Quelques oursins bien frais, une coupe de Cava, un doux soleil printanier et la Méditerranée en fond de tableau. Il n’en fallait pas plus pour combler les hédonistes qui ont répondu à l’appel de la fête de l’oursin de Sant Feliu de Guíxols, et qui savourent maintenant la pêche du jour, attablés sous les platanes et les pins du front de mer.

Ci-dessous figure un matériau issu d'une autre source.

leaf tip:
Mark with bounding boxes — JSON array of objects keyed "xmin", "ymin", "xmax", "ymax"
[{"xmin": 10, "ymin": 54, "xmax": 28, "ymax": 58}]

« La gastronomie nous enchante ! »
Des animations comme celle-ci, on en trouve toute l’année dans cette ville de la Costa Brava, située au sud-est de Girona. Et c’est ce qui fait son charme, comme l’expliquent avec passion José-Maria et Pilar, en plein bain de soleil sur un banc du port de plaisance. José-Maria et Pilar vivent à Barcelone et ont une résidence secondaire ici depuis douze ans. « Ce matin, nous nous disions justement que nous pourrions vivre ici facilement, explique Pilar. Culturellement, ça bouge. Il y a des festivals, des expositions, des concerts,… Et la gastronomie nous enchante ! ». « Pour
nous, Sant Feliu, c’est spécial, renchérit José-Maria. Ce n’est pas comme les autres villes de la Costa Brava. Il n’y a pas autant de discothèques, c’est tranquille, très familial ». Le couple de Barcelonais a même pris le parti de bouder la capitale catalane pour son shopping. « A Barcelone, lorsque vous allez faire vos courses, c’est totalement déshumanisé, argumente José-Maria. Ici, les gens sont agréables, très accueillants, ouverts ». « Certains commerçants sont presque devenus des amis, renchérit sa femme. On passe, on discute, même si on n’a rien à acheter ».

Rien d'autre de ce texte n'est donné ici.